Ex-premier claims win in Pakistan
ISLAMABAD, Pakistan - Nawaz Sharif, a wealthy businessman who twice served as Pakistan's prime minister in the 1990s and brought the country into the world's nuclear club, appeared Saturday night to be headed to an unprecedented third term in the post.
ISLAMABAD, Pakistan - Nawaz Sharif, a wealthy businessman who twice served as Pakistan's prime minister in the 1990s and brought the country into the world's nuclear club, appeared Saturday night to be headed to an unprecedented third term in the post.
He declared victory to supporters in Lahore, where his Pakistan Muslim League-N has long dominated politics, after partial and unofficial results in a landmark national election showed his center-right party had locked in enough seats in the National Assembly to lead a coalition government.
"Results are still coming, but there is a confirmation that PML-N will emerge as the largest party," Sharif said. "We should thank Allah that he has given PML-N another chance to serve you and Pakistan."
Sharif, 63, who was toppled in a coup in 1999, had been widely favored to emerge as premier, but no party appeared to have won enough votes to claim a simple majority of the 172 directly elected National Assembly seats. Analysts projected that PML-N would win at least 100.

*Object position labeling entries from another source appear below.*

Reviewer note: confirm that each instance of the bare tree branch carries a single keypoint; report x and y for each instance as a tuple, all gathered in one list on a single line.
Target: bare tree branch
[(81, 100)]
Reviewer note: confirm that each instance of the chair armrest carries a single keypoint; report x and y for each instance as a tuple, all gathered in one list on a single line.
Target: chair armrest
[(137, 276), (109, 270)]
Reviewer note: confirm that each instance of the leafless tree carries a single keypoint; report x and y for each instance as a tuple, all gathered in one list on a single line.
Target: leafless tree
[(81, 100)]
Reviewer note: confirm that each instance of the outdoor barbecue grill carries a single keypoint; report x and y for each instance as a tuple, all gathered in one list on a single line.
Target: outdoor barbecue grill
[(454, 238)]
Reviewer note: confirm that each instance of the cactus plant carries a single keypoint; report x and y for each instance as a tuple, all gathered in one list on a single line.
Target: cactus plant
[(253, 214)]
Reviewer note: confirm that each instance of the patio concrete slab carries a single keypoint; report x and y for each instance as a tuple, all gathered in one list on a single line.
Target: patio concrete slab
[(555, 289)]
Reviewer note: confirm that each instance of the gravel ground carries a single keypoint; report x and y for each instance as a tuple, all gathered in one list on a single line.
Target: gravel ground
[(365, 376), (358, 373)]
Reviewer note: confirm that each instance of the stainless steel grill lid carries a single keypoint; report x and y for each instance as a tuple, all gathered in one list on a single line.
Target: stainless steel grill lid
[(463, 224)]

Brokering a coalition government could take weeks. In his speech, Sharif also voiced confidence that results would show by Sunday that he would have enough seats to claim the required majority. But if that doesn't happen, he will have to turn to smaller independent parties - or seek the support of his strongest rivals, the cricketer-turned-politician Imran Khan and the Pakistan People's Party (PPP), which just ended a five-year term.
Khan's third-party Movement for Justice and the PPP appeared in early results likely to win the same number of seats, about 35.
"If the numbers shaping up come true, this is a stunning victory for PML-N," Cyril Almeida, a columnist for the Dawn newspaper, said on Twitter.
Khan's campaign manager, Asad Umar, said the PML-N had triumphed. "They have emerged as the largest party," Umar told Geo TV, Pakistan's largest cable news channel. "I want to congratulate the party."
Millions of exuberant Pakistanis, many voting for the first time, turned out in higher-than-expected numbers Saturday in defiance of insurgent violence aimed at sabotaging the balloting that will bring a historic transfer of power between elected governments.
Scattered gun and bomb attacks marred an otherwise celebratory day in a nation mired in economic crisis and locked in a fight with a virulent native Taliban insurgency. By the time polls closed, at least 20 people had died in attacks, the most serious targeting a pro-U.S. political party in the southern port city of Karachi.
The election commission projected that more than 60 percent of the nation's 86 million voters cast ballots for national and provincial assemblies - a number that, if confirmed, would represent the highest turnout since 1970, when the populist PPP swept to power.
A religious conservative sometimes criticized as soft on militancy, Sharif is also a realist. His advisers say he is likely to seek friendly ties with Washington, which for decades has been Pakistan's principal financial patron. He has talked of extracting Pakistan from the U.S. war against extremists, including those being sheltered on Pakistani soil, but provided no plan for doing so.
His campaign touted his experience as a businessman, asserting that he could tackle systemic economic problems, notably an energy crisis that has crippled industries.
Sharif cited the nation's nuclear tests in 1998 as an example of his strong leadership. Pakistan needed nuclear weapons, he said, to counter India's and to pressure that nation into detente with Pakistan, its historical enemy.